- AUD/USD analysis: RBA set to hike rates again
- Weaker NFP and ISM PMI point to peak Fed interest rates
- AUD/USD technical analysis: Bullish outside weekly candle
The AUD/USD is our featured currency pair of the week, in what will be a quieter week for economic data compared to the previous week. Still, it could be a busy one for the Aussie given that we have a rate decision from the RBA as well as economic data from China and the US to look forward to.
AUD/USD analysis: RBA and UoM survey among key data highlights
Even before last week’s dollar sell-off, the likes of the Aussie dollar had managed to hold their own better compared to some other major FX pairs. The Aussie outperformed last week in part because of the positive risk tone with global indices rebounding sharply. On top of this, expectations over a further rate hike from the RBA, at the time when the Fed has stopped its hiking, made the AUD/USD attractive from a relative yields perspective.
The Reserve Bank of Australia’s rate decision is on Tuesday at 03:30 GMT. It is widely expected that the RBA may opt for a 25-basis point rate hike after pausing in October. Although inflation in Australia has been falling, in line with the global trend, it remains significantly above the RBA’s target. In fact, CPI accelerated surprisingly sharply to 5.3% y/y in September from 5.2% in the previous month, increasing the probability of a rate increase.
Here are the key data releases to watch this week relevant to the AUD/USD pair:
The developments in risk sentiment and other bearish external factors such as China’s struggling economy, might hold the AUD back until the US data strength fades further. We have a couple of economic pointers from China to look forward to as well this week. But ff the focus moves further away from the “higher-for-longer” US rates narrative, then this could boost the appeal of the Aussie even more compared to currencies where economic data has been poor. But the key question remains…
Has the dollar peaked?
Friday’s publication of a weaker US jobs report and ISM PMI data further cemented expectations that the Fed has reach peaked interest rates. Bond yields and the dollar sold off while indices and gold pushed higher. The headline non-farm payrolls report was weaker compared to expectations, printing 150K and there were downward revisions to the prior month’s reading, underscoring the view that jobs growth is weakening as the impact of the Fed’s tightening works through the economy.

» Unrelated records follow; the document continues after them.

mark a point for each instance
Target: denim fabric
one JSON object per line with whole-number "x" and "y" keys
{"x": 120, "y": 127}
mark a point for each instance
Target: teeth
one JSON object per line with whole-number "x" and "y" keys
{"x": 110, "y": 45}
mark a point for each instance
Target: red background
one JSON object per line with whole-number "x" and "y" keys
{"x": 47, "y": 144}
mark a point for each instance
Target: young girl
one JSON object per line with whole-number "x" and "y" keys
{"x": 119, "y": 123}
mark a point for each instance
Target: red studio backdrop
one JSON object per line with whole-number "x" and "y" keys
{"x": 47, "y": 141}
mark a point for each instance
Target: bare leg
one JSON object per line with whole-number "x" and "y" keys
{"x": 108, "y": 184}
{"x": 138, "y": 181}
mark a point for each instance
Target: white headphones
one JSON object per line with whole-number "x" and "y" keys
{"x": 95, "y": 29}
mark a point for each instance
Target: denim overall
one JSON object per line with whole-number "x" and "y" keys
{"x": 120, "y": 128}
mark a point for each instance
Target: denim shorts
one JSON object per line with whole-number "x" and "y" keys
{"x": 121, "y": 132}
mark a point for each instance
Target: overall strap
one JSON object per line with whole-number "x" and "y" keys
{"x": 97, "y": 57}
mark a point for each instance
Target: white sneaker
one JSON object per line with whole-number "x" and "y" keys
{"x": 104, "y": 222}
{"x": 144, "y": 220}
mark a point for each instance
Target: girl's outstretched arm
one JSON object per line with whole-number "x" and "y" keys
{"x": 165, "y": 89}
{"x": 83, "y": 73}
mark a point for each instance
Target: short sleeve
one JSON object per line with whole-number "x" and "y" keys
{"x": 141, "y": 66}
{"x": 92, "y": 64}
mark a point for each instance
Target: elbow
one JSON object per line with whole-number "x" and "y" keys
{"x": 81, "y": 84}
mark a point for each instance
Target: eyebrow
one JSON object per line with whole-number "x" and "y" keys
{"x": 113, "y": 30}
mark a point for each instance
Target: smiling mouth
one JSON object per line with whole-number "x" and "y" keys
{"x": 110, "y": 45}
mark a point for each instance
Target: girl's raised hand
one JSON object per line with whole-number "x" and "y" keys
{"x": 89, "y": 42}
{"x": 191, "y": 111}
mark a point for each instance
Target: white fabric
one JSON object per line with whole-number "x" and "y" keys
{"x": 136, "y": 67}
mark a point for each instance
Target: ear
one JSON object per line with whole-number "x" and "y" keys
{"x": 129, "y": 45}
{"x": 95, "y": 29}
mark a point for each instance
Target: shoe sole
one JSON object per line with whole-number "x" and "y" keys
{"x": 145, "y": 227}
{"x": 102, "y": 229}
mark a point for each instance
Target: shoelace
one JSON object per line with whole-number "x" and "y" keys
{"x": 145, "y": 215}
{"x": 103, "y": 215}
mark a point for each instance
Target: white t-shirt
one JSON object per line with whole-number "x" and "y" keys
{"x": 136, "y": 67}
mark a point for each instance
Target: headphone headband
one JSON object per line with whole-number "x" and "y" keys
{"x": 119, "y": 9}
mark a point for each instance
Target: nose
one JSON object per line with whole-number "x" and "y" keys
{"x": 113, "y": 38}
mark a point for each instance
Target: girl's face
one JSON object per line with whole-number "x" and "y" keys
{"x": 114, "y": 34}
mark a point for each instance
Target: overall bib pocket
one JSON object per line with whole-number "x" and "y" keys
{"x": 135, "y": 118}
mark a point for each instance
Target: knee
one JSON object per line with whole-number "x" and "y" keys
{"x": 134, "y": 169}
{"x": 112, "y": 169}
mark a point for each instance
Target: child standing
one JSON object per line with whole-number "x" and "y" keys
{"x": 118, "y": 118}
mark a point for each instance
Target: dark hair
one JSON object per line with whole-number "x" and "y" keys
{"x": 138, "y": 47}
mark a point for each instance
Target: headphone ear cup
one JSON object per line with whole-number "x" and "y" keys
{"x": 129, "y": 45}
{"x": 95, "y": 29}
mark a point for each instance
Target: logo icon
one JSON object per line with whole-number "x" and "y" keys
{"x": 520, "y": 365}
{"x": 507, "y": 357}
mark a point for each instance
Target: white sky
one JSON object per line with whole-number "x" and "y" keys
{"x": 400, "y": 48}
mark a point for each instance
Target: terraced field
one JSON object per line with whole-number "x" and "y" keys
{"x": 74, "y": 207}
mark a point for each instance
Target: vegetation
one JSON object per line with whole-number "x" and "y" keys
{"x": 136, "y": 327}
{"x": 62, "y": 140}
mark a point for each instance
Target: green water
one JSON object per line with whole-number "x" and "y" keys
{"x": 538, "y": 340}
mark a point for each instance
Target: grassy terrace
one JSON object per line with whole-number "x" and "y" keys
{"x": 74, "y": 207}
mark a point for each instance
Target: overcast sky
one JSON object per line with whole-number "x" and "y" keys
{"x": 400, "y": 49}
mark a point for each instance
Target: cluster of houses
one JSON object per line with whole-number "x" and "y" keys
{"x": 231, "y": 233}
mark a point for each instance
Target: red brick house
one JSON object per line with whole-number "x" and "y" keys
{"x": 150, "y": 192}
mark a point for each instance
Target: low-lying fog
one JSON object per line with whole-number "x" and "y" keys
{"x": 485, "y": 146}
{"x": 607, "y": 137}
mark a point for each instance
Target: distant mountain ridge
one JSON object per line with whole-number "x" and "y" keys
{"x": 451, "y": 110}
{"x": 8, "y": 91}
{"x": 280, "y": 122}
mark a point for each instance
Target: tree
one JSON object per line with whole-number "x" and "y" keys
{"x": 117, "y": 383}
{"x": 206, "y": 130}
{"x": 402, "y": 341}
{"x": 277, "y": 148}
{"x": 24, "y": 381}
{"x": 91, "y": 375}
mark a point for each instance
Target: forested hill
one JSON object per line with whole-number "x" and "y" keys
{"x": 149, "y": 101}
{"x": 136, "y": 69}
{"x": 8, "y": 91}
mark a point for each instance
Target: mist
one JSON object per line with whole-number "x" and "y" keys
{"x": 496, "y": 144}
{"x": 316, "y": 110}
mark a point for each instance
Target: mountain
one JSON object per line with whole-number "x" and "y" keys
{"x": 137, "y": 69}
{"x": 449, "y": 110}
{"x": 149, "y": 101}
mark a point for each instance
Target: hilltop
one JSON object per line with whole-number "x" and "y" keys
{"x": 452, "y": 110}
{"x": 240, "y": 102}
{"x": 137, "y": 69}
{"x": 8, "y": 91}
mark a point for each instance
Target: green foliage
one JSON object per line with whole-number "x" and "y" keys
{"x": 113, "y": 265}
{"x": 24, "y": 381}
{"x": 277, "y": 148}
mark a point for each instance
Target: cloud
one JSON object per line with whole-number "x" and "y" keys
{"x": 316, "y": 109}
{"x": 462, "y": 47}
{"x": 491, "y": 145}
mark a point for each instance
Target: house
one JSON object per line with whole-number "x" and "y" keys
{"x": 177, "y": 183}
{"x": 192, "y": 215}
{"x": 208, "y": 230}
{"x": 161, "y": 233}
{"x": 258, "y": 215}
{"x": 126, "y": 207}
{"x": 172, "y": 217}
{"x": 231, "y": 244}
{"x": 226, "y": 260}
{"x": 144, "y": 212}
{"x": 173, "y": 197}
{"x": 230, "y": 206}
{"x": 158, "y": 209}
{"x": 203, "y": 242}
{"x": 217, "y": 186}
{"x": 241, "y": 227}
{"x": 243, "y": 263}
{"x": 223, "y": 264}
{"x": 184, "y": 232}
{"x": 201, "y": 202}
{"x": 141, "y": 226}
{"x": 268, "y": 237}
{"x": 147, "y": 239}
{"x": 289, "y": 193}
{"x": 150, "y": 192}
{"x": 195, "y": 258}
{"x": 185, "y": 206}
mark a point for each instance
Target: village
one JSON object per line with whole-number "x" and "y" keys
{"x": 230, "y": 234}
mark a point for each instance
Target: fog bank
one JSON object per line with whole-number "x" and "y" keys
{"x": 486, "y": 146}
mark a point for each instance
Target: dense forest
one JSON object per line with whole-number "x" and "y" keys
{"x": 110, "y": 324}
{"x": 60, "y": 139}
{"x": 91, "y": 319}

Following last week’s data dump, the week ahead is going to be quieter for US data until Friday when the UoM’s survey is released, although it remains to be seen how much of an impact this will have on the greenback. Other US data highlights this week include the weekly jobs report on Thursday and Powell’s speech on Wednesday. So, if the dollar were to move sharply this week, this will be more likely because of external factors and spill over from last week, than anything new US-related. So far, we have seen modest further losses for the greenback due to momentum selling.

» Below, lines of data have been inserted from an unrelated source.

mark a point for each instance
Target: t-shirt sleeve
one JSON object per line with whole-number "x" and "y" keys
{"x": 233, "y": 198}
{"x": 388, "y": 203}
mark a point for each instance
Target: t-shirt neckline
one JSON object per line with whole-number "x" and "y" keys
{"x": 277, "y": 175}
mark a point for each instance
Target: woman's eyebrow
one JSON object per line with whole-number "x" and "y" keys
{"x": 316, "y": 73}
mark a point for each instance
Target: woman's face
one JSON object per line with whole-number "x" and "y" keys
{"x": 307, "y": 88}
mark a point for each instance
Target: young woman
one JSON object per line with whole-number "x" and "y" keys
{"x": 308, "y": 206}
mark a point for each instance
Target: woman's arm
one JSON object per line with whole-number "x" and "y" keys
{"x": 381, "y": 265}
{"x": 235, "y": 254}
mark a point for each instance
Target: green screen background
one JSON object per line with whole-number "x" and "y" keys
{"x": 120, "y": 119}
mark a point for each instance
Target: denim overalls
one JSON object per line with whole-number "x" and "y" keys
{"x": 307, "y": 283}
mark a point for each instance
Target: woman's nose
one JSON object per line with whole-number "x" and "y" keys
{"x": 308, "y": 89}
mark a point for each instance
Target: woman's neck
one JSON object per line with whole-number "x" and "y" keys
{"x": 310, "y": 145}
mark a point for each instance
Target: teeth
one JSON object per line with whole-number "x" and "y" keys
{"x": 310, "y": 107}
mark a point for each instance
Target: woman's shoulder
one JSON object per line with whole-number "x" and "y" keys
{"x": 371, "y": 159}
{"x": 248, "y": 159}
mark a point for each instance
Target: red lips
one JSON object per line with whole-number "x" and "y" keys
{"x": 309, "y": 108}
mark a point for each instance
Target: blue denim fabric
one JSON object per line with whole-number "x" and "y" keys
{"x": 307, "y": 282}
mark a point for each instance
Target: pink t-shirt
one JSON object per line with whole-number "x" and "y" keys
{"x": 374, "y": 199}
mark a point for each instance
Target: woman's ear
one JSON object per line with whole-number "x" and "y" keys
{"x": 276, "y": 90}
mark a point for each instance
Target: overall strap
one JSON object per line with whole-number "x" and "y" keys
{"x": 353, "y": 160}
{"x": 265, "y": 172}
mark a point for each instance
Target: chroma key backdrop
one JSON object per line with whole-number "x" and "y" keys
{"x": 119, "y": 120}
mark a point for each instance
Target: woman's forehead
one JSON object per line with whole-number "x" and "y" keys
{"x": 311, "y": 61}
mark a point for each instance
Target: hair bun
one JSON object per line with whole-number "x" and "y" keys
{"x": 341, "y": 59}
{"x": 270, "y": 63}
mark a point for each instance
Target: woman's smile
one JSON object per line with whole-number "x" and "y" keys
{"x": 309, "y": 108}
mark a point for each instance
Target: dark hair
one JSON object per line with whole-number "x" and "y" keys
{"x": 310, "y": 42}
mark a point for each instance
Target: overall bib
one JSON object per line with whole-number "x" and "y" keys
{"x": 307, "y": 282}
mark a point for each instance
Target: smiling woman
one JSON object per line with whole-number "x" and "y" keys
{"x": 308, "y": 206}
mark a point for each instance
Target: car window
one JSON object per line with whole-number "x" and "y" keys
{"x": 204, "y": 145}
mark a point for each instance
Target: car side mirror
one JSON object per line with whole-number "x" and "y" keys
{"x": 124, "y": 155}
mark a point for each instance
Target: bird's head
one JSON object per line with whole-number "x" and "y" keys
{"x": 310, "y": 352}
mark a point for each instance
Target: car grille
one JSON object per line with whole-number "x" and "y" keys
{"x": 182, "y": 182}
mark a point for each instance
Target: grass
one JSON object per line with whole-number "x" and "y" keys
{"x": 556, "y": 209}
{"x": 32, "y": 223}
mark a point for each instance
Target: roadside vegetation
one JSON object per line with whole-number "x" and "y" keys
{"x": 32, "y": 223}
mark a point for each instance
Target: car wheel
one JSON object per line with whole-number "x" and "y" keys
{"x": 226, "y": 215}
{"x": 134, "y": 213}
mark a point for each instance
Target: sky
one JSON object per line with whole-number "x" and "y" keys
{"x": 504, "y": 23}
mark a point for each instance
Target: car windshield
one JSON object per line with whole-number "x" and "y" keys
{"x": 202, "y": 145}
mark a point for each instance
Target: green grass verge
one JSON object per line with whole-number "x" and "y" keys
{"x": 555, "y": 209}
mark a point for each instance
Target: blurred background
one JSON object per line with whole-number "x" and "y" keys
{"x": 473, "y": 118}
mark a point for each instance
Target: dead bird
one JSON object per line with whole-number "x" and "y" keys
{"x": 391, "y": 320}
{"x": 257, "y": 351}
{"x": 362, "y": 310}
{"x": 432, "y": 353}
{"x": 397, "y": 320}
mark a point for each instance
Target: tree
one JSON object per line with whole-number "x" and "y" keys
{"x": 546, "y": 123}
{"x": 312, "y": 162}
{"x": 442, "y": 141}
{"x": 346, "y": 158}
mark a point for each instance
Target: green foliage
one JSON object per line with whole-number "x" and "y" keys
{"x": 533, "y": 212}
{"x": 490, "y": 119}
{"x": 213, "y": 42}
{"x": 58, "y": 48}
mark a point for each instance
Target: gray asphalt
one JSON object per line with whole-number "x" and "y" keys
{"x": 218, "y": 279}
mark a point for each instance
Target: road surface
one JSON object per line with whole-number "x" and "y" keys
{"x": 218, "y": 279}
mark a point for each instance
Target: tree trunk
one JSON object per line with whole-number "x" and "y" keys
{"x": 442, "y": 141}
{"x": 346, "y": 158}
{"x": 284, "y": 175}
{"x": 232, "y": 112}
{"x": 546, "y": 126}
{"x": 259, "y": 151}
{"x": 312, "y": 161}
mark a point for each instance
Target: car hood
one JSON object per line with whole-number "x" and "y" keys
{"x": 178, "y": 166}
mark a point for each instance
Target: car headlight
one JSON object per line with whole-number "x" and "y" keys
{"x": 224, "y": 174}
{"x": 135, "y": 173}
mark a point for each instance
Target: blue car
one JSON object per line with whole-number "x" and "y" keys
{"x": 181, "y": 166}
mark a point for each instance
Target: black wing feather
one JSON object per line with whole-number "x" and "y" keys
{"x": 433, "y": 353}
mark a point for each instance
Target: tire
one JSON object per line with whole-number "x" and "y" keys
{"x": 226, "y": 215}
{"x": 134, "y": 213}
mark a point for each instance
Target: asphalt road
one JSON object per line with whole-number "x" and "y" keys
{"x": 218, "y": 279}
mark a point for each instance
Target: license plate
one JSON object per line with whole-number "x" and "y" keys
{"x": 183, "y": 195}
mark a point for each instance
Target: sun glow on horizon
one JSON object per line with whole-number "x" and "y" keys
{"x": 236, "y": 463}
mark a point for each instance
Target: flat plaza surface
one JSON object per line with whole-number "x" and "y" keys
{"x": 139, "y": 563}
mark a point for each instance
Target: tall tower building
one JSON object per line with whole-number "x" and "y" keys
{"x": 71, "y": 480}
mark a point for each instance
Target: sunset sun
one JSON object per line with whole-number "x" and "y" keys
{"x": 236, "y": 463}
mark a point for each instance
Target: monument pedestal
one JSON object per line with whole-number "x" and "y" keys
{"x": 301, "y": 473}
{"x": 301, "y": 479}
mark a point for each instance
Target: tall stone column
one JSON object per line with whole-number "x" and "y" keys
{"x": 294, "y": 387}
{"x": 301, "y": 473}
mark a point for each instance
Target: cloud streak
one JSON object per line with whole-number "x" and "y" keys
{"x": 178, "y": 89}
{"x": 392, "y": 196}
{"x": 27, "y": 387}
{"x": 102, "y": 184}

Investors are wondering whether the trend of US data has now decidedly turned. The resilience of the US economy and the potential for inflation to remain high for longer is what drove the dollar to new highs for much of 2023. But in recent weeks have seen some signs of weakness in data. If the weakness turns into a trend, then we may well have seen the peak of the dollar. The NFP and ISM PMI data certainly pointed in that direction last week. The trouble is, though, that it is not just the US where economic data has deteriorated. The rest of the world, most notably China and the Eurozone, have been in an even prolonged period of soft data patch. In the land of the blind, the one-eyed man is king. So, the dollar may yet rebound because of a relatively better performance in data.
Meanwhile, it is possible that the dollar may find support from a possible bearish reversal in the stock markets, say because of weak company earnings or if the situation in the Middle East deteriorates to the point other oil-producing nations get militarily involved in the conflict. So, geopolitics remain a key risk factor to watch.
AUD/USD technical analysis
Following last week’s breakout when the Aussie created an outside weekly candle (see inset on the chart), the onus will be on the bulls now to defend broken resistance levels like 0.6459 (the low from May) and 0.6400 (the high from the previous week). The area between 0.6400 to 0.6459 is therefore the most important support zone to watch, in my view. For as long as the bulls hold their ground here, the short-term path of least resistance would be to the upside.
In terms of potential resistance levels to watch, the 0.6520 level has already been tested but not yet conclusively broken. So, this will be our first key level to watch on the upside. Thereafter we have 0.6600, which was a significant support-turned-resistance level in the past. This level also happens to come in just ahead of the 200-day average.